Re: Stanford IDG internal Perl style
On 2013-03-29 18:24, Russ Allbery wrote:
> This is the evolution of my original style document, much modified by
> contact with Perl Best Practices. There are some things here that I'd
> personally do differently (I prefer omitting the parens around arguments
> to Perl built-ins, for example), but this was the compromise reached
> across the group among people with very different styles and different
> "first" languages.
>
Great :) I was just considering whether to codify a Lintian style guide.
> [[!meta title="Perl Coding Style"]]
>
> In general, follow the rules in the perlstyle man page and Perl Best
> Practices, except we use cuddled elses (else on the same line after }).
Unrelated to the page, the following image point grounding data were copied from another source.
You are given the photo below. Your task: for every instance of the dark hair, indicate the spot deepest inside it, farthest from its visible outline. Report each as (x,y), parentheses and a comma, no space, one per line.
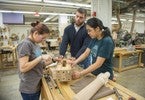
(41,28)
(95,22)
(82,11)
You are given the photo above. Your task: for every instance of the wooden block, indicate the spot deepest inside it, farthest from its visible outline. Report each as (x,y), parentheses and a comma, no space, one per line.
(62,72)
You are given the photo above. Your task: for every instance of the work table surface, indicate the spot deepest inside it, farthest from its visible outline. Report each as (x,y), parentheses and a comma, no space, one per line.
(66,93)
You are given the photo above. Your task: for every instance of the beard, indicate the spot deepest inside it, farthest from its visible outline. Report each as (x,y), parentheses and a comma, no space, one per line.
(78,23)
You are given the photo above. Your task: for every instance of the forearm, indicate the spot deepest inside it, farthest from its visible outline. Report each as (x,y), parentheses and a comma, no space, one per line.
(94,66)
(83,56)
(29,65)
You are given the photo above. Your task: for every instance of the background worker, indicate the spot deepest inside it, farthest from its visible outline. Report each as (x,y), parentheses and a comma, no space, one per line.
(75,35)
(31,62)
(101,48)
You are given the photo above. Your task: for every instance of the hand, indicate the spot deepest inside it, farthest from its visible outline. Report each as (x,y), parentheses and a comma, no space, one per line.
(46,57)
(47,62)
(76,75)
(59,58)
(71,60)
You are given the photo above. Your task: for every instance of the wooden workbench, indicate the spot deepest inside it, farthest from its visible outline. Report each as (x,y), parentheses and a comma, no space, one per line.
(9,52)
(124,60)
(66,93)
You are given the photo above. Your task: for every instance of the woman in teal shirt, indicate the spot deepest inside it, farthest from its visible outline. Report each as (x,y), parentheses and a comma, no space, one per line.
(101,48)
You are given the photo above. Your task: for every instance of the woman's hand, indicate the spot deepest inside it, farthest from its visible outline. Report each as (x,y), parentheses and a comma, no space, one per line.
(46,57)
(76,75)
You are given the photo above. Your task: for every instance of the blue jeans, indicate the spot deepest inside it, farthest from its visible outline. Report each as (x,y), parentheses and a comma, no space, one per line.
(34,96)
(86,63)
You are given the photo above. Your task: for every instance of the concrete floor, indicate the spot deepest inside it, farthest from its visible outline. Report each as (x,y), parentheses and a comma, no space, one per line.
(133,79)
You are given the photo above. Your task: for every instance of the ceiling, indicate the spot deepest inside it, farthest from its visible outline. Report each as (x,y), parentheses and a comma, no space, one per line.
(46,9)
> And, of course, follow rules below rather than perlstyle if they
> conflict.
>
I don't think I have read the Perl Best Practises (assuming its the
O'Reilly one[1]), so I have to come back on that.
[1] http://refcards.com/docs/vromansj/perl-best-practices/refguide.pdf
> Note that these guidelines are for internal projects. If we release
> something as open source that needs to be compatible with Perl 5.8
> rather than 5.10 (which the document guidelines assump), there are
> the following exceptions:
>
s/assump/assume/ ?
> * Do not use autodie.
> * 'use base' instead of 'use parent'
> * Do not include Stanford::Infrared::*.
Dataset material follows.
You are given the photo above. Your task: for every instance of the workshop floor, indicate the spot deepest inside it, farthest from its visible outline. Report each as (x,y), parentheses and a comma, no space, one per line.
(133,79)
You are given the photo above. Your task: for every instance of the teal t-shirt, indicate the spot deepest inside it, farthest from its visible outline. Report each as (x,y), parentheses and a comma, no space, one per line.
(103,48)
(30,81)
> * Other things to be added.
>
>
> # General Guidelines
>
> [...]
>
> * Always check the results of operations. For many functions this can
> be done with 'use autodie' at the start of a script or module. For
> anything not covered by autodie, you should add 'or die "some error:
> $!\n"' to the end of function calls that mail fail. For print and say,
> death checking is is provided by the Stanford::Infrared::Wrappers
> module with the functions print_fh, say_fh, print_stdout, and
> say_stdout.
>
s/is is/is/;
I have been considering to use autodie before (possible exception being
system/exec where it is always not compatible). I tend to prefer
exception based I/O instead of checking return values (which gets old
really soon), so I could be convinced to use autodie by default. Too
bad it does not cover all cases (print et al).
> [...]
>
> * Factor out long expressions in the middle of statements. It's better
> to read three clear statements than to have them all combined into a
> more complicated all-in-one longer line.
>
Is this:
my $result = part1
+ part2
+ part3;
vs:
my $result = part1 + part2 + part3;
(where partX is a "complex" computation) Or is it about splitting it
into temporary variables?
> * Use perltidy and perlcritic. Default [perltidyrc](perltidyrc) and
> [perlcriticrc](perlcriticrc) files are available.
>
If we can codify our style in a fashion these can check for that would
definitely help in maintaining the style. Also, we have a "perlcritic"
check already but it is skipped by default (and I never remember to set
the proper variables to enable it... >.>)
> [...]
>
> * Dereference variables with arrows for readability. (ie:
> "$record->{name}".
>
Also in "chaining"?
$record->{$last_name}->{$first_name}
$matrix->[$i]->[$j]
vs
$record->{$last_name}{$first_name}
$matrix->[$i][$j]
> [...]
> * For clarity in some fonts, try to make single-character strings more
> obvious as to their intent:
>
> '' q{}
> ' ' q{ }
> ',' q{,}
>
I do not think I understand this one. Is it to use the second column
variants instead of the first? I don't see how any of those expresses
their "intent" more than the other (but I might be a missing a reference
to the Perl Best Practises here?).
> [...]
>
> # Naming
>
> [...]
>
> * Name modules using Noun::Adjective::Adjective.
> (Disk::DVD::Rewritable)
>
Mmm... Is that strictly "one Noun followed by adjective(s)". Also the
example appear to be "Noun::Noun::Adjective" (or is a DVD an
adjective?). Anyway I assume "namespacing" is allowed (e.g.
Lintian::$module)
> [...]
>
> # Formatting and Indentation
>
> Don't use tabs in perl scripts, since they can expand differently in
> different environments. In particular, please try not to use the mix of
> tabs and spaces that is the default in Emacs.
>
> Please follow these guidelines for spacing and formatting:
>
> * Each block is indented four spaces. Continuations of commands should
> be indented two more spaces unless parenthesized, or indented to line
> up one space after the opening parentheses if parenthesized.
>
So if parentheses are used it should be lined up as... ?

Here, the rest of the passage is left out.